O karamsar bölümden çıkıp bu bölüme geçmek o kadar zordu ki... Neler yazıp yazmasam aklımda çok dolaştı. Ama yazar da bu demek değil midir? Sorunlarla, kurgularla savaşmak... Kurgu üretmek...

Bu zamana kadar öğrendiklerimiz sonraki öğreneceklerimizin yanında halt yemiş bence. O derece yeni bilgiler öğreneceksiniz.

Başlayın bakalım.

Bölüm 37 "Barış" 🍻

🔥

Geçmişin; arkanı bırakmayan bir kuyruk. Geleceğin; sivri keskin dişlerin...

🔥

Taylor Eirenin;

 Karşısındaki insanların yanında kendini prens gibi hissetmiyordu. O Eirenin Krallığı'nın varisiydi. Bir prensti ve yükümlülükleri vardı. Hatırladıkları onu prens yaparken yaşadığı şeyler onu prenslikten çıkarıp normal bir insan haline getiriyordu.

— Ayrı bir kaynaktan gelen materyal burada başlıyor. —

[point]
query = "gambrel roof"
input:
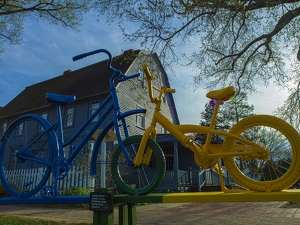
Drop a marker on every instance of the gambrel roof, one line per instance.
(85, 82)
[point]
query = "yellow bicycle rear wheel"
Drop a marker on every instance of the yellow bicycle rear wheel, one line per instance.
(278, 171)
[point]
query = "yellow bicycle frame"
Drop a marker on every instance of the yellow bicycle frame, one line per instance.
(205, 152)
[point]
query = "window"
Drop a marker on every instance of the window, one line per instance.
(45, 116)
(141, 78)
(19, 129)
(93, 107)
(3, 128)
(169, 162)
(140, 119)
(69, 117)
(163, 130)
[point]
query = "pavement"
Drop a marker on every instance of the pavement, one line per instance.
(225, 213)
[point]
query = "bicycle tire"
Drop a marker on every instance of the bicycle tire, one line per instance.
(280, 169)
(143, 179)
(24, 177)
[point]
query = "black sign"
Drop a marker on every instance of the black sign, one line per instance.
(101, 202)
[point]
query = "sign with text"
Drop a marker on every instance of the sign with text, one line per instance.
(101, 202)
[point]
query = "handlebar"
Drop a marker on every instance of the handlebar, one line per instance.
(149, 77)
(117, 72)
(81, 56)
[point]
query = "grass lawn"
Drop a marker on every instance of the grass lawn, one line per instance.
(16, 220)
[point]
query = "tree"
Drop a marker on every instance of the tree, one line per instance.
(229, 114)
(290, 111)
(67, 13)
(235, 42)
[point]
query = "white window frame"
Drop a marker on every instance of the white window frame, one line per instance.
(94, 105)
(169, 161)
(4, 127)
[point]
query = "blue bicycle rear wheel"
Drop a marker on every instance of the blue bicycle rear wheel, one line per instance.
(26, 154)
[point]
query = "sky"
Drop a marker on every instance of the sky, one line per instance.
(46, 52)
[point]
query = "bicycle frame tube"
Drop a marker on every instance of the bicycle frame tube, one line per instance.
(179, 131)
(92, 130)
(109, 125)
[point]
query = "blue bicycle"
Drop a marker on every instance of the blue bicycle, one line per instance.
(32, 148)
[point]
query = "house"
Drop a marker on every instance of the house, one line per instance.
(90, 86)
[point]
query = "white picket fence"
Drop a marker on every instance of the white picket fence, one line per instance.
(74, 179)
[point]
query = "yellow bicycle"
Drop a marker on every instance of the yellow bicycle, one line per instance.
(260, 152)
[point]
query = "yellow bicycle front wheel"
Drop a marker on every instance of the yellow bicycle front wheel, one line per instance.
(278, 171)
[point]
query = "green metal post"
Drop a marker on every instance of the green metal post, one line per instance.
(103, 218)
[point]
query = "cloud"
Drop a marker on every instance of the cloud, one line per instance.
(47, 51)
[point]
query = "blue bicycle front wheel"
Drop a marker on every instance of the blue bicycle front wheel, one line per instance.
(26, 155)
(144, 178)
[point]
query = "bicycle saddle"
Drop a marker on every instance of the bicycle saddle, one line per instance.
(60, 99)
(221, 94)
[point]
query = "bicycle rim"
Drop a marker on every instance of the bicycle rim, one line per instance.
(143, 179)
(23, 151)
(280, 169)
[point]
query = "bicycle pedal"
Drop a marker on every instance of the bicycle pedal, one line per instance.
(217, 169)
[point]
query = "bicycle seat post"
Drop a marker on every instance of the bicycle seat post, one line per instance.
(59, 124)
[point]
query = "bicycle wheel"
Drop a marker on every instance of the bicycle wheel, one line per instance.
(139, 180)
(278, 171)
(26, 154)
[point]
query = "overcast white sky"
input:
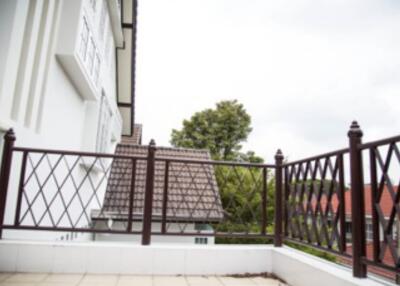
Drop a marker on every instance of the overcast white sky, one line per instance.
(304, 69)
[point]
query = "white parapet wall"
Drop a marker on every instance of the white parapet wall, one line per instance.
(296, 268)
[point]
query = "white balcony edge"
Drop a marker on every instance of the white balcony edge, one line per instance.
(295, 267)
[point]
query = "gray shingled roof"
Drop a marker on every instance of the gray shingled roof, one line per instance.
(193, 193)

Çektiği kan kokusu en yakın dostunun vahşi yönüyle çıkmış bir katliamdan geri kalan iki şeyden birisiydi. Diğeri ise insanların yaralarından akmaya devam ettiği kan kokan cesetlerdi. Kucağındaki anka kuşu sakince uyuyordu. Gözleri Calep'a gittiğinde gördüğü soluk ışıklar bir beklenişin sonuçlarıydı.

Oğlu bir katildi.

Tyrone, kan akan kılıcıyla geri döndüğünde gözlerindeki vahşet devam ediyordu. Prens ayağa kalkıp onun yanına gitti. Tyrone'un gözleriyle karşı karşıya geldiğinde sıkıntılı nefesini vermişti. "Kılıcın bizi korumak için kan akıttı, muhafız. Görevini tamamladın."

Bu cümleyi Tyrone duymasaydı biliyordu ki onlardan ayrılıp kılıcına bakarak soyutlaşacak, uzaklaşıp bir ağacın altında beyninden geçen görüntülere kapılacaktı. Ama prens böyle dedikçe bir nebze de ruhu ferahlıyordu. Boşuna kan akıtmadım, diyordu.

Prens bir dost olarak dostunun yaptıklarını örtüyordu. Biliyordu ki kendisi de böyle yapmazsa onu kendisinden uzaklaştıracaktı. Kral babası, Tyrone'u bu hale getirmişti. Her zaman bunu hatırlayarak babasını suçluyordu. Babasının tek hatası buydu. Tyrone kan akıttıktan sonra babası bu cümleyi kurar ve krallık için iyi bir şey yaptığını söylerdi. Babası kral olabilirdi ama dostunu kullandığını hissediyordu.

"On yıl önce bıraktığın oğlun değişti, Calep," dedi prens, Tyrone'dan çektiği gözlerini ona çevirerek.

"Katildi, katil diye anılıp ölecek." Dedi Dryden. Alaric'in yarasına yerleştirdiği bitki yapraklarını bastırdı.

Marcus'a baktı. Gözlerini çektiğini gördü. Kaşları çatıktı ve dostu için kötü düşüncelere kapılmıştı. "Burada fazla kalamayız. Alaric'i taşıyıp gidelim." Diye önderdi prens.